Este valor é semelhante ao previsto pela Bloomberg NEF e apresentado há 3 dias pela Scottish Development International (best case 3.72 $/kg ou 3.22 €/kg). É também idêntico ao limite superior indicado pelo manifesto (2 a 3 vezes superior a 1.7 €/kg).
Para tornar se obter o tal valor idêntico a 1.7 €/kg ou 57 €/MWh seria necessário:
- ter uma IRR = 0%;
- estender o ano de retorno para 2050;
- considerar uma taxa de juro do financiamento 0%.
Ao preço resultante de 1.9 €/kg , a electricidade produzida numa central de gás custaria 105 €/MWh, o dobro do preço de referência da ERSE. Este valor confirma os cálculos dos autores do manifesto.
✔️Em pleno funcionamento a central produzirá cerca de 6.3 kg/s de H2. Para isto é necessário 56 L/s de água pura e destilada. Não é claro como os 20 €/MWh foram calculados.
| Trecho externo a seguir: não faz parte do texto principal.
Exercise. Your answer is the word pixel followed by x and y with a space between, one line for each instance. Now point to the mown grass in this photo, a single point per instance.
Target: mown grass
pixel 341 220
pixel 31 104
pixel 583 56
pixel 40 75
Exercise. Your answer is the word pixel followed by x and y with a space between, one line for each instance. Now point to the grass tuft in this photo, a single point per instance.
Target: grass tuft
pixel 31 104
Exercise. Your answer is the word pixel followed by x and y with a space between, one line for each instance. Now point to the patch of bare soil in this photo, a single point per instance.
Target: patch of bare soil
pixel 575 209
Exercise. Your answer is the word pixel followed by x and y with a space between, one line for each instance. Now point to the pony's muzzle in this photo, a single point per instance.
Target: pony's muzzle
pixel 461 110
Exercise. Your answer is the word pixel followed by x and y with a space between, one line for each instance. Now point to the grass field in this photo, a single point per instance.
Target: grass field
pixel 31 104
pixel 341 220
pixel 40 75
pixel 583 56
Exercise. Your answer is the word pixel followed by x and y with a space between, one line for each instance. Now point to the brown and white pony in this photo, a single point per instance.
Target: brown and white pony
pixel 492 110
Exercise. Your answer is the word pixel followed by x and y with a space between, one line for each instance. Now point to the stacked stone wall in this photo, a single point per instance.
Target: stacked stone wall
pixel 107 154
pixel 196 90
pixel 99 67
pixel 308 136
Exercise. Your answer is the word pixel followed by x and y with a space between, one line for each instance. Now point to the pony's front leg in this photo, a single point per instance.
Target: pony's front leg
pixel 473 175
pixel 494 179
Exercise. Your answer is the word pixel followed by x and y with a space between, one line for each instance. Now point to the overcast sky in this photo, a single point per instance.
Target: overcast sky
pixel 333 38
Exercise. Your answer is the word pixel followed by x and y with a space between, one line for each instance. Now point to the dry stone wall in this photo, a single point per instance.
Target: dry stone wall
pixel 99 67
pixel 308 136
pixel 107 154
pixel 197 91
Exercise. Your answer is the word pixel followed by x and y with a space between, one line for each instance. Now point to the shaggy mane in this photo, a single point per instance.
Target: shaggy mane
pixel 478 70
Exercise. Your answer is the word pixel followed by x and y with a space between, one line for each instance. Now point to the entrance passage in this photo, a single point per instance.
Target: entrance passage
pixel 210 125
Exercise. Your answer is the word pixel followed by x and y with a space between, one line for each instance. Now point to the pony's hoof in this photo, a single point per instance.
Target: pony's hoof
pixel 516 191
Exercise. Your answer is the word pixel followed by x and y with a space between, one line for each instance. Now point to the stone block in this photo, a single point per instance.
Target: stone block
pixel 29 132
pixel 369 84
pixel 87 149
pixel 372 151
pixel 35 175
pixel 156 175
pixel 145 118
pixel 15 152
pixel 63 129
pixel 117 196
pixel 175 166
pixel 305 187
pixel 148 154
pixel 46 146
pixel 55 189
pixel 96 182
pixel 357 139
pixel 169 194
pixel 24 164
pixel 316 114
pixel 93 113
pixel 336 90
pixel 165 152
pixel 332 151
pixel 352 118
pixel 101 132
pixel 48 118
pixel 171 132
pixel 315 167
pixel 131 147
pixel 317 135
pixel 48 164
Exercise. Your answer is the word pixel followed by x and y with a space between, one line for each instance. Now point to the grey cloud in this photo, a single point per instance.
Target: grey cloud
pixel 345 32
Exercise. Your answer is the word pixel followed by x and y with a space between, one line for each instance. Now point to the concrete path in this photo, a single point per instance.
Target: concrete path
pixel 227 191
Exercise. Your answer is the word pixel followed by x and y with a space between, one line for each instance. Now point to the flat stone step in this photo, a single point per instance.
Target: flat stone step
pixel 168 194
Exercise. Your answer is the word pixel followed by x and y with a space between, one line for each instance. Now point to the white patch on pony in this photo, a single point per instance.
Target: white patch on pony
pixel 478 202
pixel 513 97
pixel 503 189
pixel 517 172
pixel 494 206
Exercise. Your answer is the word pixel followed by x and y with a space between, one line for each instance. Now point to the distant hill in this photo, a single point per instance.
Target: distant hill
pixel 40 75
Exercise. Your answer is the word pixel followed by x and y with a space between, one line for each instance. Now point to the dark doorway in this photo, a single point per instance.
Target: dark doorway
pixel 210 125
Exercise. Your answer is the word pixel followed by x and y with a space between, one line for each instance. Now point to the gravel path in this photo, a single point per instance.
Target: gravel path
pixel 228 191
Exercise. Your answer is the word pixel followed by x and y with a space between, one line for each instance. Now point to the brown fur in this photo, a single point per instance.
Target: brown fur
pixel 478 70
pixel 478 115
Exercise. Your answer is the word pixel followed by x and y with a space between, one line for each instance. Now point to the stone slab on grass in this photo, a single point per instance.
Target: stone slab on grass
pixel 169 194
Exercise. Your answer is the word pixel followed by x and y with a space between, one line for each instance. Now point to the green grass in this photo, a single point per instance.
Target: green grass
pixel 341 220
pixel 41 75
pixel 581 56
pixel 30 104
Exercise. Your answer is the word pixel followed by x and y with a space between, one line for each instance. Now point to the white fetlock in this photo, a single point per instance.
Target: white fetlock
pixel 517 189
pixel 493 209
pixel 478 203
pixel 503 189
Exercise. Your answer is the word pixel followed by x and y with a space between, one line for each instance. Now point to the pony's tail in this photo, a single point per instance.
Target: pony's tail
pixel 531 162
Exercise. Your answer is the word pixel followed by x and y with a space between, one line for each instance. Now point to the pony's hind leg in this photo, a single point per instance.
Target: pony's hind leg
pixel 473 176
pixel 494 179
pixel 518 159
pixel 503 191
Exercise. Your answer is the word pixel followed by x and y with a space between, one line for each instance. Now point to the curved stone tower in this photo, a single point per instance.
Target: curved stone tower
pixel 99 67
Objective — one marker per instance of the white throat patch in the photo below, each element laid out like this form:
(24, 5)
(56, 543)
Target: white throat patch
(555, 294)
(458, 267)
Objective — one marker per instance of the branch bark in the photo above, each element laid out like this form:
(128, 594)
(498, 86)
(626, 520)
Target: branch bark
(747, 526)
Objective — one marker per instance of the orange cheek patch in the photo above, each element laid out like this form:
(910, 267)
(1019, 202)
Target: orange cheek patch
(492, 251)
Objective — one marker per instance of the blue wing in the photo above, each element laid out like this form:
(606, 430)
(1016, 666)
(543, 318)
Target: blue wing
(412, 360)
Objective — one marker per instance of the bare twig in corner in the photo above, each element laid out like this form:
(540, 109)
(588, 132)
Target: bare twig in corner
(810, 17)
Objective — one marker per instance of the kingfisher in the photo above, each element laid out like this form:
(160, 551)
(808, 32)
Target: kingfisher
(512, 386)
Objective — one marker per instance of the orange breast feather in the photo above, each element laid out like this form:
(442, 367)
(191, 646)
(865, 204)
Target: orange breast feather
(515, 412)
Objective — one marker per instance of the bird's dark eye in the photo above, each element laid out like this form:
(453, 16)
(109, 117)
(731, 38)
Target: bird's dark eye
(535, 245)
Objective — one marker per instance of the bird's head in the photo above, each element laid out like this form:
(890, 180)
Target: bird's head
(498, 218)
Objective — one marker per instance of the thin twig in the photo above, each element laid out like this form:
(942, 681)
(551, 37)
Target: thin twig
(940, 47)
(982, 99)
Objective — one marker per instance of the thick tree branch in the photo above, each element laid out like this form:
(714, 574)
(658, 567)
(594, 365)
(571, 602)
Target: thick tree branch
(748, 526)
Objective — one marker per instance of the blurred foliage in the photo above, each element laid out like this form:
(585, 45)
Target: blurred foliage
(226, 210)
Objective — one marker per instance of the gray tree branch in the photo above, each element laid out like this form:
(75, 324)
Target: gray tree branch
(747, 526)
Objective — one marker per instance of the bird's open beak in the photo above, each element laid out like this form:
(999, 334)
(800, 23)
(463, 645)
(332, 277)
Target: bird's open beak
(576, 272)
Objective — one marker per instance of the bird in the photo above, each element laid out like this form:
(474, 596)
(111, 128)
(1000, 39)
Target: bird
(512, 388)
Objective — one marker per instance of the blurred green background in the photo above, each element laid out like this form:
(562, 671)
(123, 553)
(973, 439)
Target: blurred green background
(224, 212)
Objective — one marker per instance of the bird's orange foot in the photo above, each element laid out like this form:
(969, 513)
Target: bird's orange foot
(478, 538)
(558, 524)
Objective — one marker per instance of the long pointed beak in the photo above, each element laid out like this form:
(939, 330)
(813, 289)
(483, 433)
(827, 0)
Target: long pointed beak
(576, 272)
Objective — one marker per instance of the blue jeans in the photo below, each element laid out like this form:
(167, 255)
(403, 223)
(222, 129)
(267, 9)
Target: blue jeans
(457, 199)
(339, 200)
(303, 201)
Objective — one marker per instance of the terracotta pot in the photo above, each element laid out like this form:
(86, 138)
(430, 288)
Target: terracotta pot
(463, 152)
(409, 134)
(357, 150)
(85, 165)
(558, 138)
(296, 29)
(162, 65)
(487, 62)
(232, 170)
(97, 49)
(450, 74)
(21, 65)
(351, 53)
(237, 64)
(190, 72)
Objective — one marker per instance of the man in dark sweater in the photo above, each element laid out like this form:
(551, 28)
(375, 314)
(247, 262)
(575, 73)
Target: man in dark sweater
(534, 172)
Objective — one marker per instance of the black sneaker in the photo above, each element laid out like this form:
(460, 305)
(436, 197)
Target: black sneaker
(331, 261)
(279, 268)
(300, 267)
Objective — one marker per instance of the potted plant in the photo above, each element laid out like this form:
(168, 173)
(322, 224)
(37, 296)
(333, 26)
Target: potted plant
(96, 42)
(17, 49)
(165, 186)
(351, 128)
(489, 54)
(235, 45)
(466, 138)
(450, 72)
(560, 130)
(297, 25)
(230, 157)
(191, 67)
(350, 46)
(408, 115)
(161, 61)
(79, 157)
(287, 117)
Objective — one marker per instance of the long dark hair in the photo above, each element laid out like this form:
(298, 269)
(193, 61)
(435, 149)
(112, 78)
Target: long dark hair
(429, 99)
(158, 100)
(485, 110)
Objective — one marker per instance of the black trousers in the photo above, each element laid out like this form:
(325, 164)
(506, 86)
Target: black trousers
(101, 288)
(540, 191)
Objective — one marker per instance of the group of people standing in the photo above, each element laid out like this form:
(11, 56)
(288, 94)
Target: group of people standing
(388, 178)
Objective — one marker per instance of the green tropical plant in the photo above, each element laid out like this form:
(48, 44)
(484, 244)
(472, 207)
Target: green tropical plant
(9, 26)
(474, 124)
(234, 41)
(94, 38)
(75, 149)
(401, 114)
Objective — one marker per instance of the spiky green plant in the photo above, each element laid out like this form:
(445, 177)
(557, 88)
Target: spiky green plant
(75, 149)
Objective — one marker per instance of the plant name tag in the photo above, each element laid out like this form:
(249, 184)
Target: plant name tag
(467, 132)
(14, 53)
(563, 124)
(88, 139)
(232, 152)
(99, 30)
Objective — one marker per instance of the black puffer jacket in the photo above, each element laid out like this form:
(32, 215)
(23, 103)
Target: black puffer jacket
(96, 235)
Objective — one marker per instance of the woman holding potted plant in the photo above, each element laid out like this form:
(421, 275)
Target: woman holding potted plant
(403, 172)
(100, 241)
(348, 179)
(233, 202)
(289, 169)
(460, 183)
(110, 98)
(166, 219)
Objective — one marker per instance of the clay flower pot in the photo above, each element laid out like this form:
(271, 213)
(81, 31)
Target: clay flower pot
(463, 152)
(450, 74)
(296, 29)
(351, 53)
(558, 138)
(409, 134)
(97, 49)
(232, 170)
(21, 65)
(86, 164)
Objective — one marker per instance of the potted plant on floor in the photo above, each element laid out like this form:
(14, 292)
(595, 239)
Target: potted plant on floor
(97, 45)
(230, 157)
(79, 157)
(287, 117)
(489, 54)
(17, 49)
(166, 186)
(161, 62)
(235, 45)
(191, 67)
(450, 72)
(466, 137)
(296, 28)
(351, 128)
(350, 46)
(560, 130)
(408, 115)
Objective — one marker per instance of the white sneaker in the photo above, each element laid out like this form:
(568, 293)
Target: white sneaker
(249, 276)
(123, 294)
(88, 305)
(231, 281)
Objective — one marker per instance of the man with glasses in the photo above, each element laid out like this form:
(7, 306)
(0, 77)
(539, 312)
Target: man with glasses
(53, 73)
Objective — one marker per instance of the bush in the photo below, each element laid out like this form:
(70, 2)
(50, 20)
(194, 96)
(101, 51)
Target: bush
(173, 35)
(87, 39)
É verdade que a água teria de ser purificada ou destilada e não são referidos esses custos na EN-H2.
❌Não é verdade que não existem águas residuais na região. A ETAR de Ribeira de Moinhos situada a 7 km da refinaria da GALP, produz, segundo o site das Águas de Santo André (adsa.pt/atividade/agua…), cerca de 250 L/s de efluente que é lançado ao mar através de um emissário.
(cont.) Na EN-H2 fala-se de possível sinergia entre os sectores das águas residuais e do hidrogénio, no entanto não apresenta soluções técnicas comprovadas que a justifiquem, nem contabiliza os custos para purificação das águas.
Os pontos 27 a 30 comparam o investimento em causa com a aposta em energias renováveis, que foi feita nos anos 2000, e afirma que o dinheiro seria mais bem empregue noutras áreas.
Termina com a conclusão de que deviam ser primeiro os países mais ricos a realizar esse investimento, uma vez que podem suportar os custos, e não países pobres como Portugal que apenas viriam a sua competitividade esmagada por aumento dos custos de produção.
A adopção em massa de novas tecnologias raramente é feita por países em vias de desenvolvimento, pois o fardo do investimento nessas tecnologias ainda em fase de maturação é demasiado grande.
Em suma o manifesto anti-hidrogénio tem alguns pontos válidos na critica que faz à falta de analises técnico-financeiras da EN-H2. No entanto peca em não apresentar soluções alternativas de mitigação do aquecimento global. Remete esse fardo para os países desenvolvidos.